Since I started writing about sweat in secret places and trying new things no matter how stupid you feel you look, I’ve been lucky to have all SORTS of conversations about all SORTS of embarrassing things. And lucky for YOU I have no problem writing all about it! Just last week, one of my sister-in-laws and I had the following conversation:
SIL: Sooooo… I have an embarrassing question about something that happens when you go out for a run. Well, actually I’m asking for a friend of mine. She was wondering about, you know, sometimes when you are way out away from your house, maybe like on the Seawall or on the Burke-Gilman Trail and you feel like you have to, you know, there’s a real urgency-
ME: You mean you have to make poopies?
SIL: OMG yes! It’s the worst! I mean, for my friend of course. It’s the worst for HER.
ME: Ahh yes, I know what you mean very well. The runner’s trots are a real problem. Don’t be embarrassed. I mean, yes be embarrassed but don’t feel bad about it. It’s science and it is solvable!
According to science, the feeling to make caca while out on a run affects almost half of all runners at some point. HALF! This was surprising even for me. Running up and down jiggles your insides that can cause some mechanical stimulation, bringing on that numero dos feeling. Another contributing factor is that normal blood flow is shunted away from your intestines towards your working muscles which can slow digestion (sidebar: next time you’re in a workout or run, put your hand on your stomach, it should feel cool!) Combo this with the release of hormones that can speed up “transit time” and this can create a confusing environment. Your guts are under serious duress.
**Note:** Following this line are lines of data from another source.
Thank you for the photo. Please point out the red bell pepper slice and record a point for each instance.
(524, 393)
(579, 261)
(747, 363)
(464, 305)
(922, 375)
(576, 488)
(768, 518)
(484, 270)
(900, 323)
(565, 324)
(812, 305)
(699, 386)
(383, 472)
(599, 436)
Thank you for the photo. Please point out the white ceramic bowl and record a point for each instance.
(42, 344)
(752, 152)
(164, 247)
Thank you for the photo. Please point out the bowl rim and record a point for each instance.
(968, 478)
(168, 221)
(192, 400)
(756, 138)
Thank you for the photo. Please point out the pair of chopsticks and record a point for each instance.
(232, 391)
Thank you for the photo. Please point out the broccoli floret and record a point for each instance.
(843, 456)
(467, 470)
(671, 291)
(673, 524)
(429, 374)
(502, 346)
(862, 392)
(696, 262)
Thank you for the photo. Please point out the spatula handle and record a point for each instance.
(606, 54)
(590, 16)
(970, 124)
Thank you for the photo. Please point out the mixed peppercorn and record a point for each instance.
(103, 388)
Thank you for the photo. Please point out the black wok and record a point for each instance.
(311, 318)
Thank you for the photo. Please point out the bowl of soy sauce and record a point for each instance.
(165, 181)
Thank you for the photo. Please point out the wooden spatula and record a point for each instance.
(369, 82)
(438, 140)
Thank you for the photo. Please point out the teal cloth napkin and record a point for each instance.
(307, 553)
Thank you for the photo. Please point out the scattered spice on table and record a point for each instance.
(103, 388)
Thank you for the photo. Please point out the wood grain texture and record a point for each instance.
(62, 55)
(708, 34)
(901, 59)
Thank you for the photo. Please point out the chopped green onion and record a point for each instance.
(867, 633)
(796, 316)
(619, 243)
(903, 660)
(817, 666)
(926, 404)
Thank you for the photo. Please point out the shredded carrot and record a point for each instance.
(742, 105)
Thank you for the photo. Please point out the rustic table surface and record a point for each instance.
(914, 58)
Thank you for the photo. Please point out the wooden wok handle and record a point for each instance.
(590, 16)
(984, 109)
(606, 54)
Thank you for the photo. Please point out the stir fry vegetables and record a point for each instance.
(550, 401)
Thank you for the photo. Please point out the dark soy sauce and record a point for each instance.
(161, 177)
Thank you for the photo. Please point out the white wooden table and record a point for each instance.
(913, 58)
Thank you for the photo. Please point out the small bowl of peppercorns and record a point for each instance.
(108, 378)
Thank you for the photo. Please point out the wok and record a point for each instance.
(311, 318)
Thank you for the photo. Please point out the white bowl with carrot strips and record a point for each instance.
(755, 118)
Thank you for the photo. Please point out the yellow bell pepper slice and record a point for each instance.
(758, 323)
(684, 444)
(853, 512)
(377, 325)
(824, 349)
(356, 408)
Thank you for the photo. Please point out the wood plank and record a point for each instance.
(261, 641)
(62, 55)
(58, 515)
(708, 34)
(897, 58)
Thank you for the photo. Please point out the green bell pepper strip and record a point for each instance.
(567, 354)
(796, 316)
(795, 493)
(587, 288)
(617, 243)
- Avoid obvious trigger foods such as fiber, caffeine and triple bean burritos for the few hours leading up to your run. Even though it takes 24-72 hours to clear your gut, sometimes this can help, especially for longer races
- Stay hydrated.
- Establish a routine. Your bowels are creatures of habit so the important thing is to find a routine that works – whether it includes a cup of morning coffee or some yoga poses
- Plan your route carefully. One of the things that have worked for me during a particularly urgent bout of training runs in the late 90s is doing a bit of route planning. Plan your longer runs to ensure you encounter a restroom some time in the first couple miles of your route. Or, if that is too complicated, complete a loop for the first mile so you will be close to your home turf.
Full disclosure, this phenomenon went away once I stopped doing distance runs. For others though, the distance doesn’t matter and the sensation to make boom-boom is ever present. So much so that it may or not have precipitated the purchase of a treadmill for our family. (This is heresay.)